Back at the Giardini, the late Christoph Schlingensief’s full-dress hymnal of a Fluxus church in the Golden Lion-winning German pavilion is one of the most affecting. It is actually the recreated set of an autobiographical 2008 play in which the artist dramatized his approaching death from cancer, which came last August, while his unforgettable, not-for-prime-time films are on view in a separate screening room.

Christian Boltanski’s faux printing operation in the French pavilion stamps out the interchangeable faces of anonymous infants that are born to be lost in a crowd, just like this work. Mike Nelson’s warren of spectral rooms in the British pavilion revisit his partly fictive caravanserai in the 2003 Istanbul biennial. Realistic to a fault, it contributes mightily to the theme-park character of the Giardini. So does Thomas Hirschhorn’s Swiss pavilion, an equally maze-like graveyard for electronics, Barbie dolls, foil-wrapped airline seats and lawn furniture that is a shiny meditation on obsolescence, terrorism and consumerism as opaque as it is startling.

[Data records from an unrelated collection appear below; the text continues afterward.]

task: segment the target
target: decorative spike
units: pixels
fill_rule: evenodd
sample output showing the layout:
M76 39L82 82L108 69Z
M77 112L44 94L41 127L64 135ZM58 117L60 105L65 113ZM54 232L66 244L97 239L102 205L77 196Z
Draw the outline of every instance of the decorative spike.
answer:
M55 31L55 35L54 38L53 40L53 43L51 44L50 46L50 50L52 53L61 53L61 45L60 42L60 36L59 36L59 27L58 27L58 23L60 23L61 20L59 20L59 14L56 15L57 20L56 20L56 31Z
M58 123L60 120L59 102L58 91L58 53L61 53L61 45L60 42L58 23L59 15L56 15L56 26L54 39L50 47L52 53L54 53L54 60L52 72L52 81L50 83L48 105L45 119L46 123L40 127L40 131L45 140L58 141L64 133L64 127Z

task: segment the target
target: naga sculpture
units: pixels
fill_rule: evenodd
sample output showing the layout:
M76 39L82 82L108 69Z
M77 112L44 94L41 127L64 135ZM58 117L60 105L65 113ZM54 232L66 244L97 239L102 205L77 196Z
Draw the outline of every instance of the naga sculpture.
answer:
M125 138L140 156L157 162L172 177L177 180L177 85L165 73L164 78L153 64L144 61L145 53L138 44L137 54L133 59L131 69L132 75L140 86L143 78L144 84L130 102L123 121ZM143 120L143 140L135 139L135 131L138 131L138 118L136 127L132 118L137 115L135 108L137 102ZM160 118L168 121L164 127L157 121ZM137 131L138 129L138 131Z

Allora & Calzadilla’s less focused exhibition for the American pavilion parks an upside-down Army tank outside and requires a track and field star to go nowhere, like the country’s efforts in Iraq and Afghanistan, by running on a treadmill attached to its treads. They make a terrible sound, while the Olympian gymnasts performing inside, on two wooden replicas of American and Delta airlines business-class seats, hardly break a sweat during silent routines that are as unforgiving as the corporate greed that keeps pushing up air fares to places like Venice. I did love the artists’ pipe-organ ATM machine, though like our foreign policy, and the biennale itself, it didn’t always work.

LINDA YABLONSKY is an art critic who writes for Artforum.com, the Art Newspaper, T: The New York Times Style Magazine, W and other publications.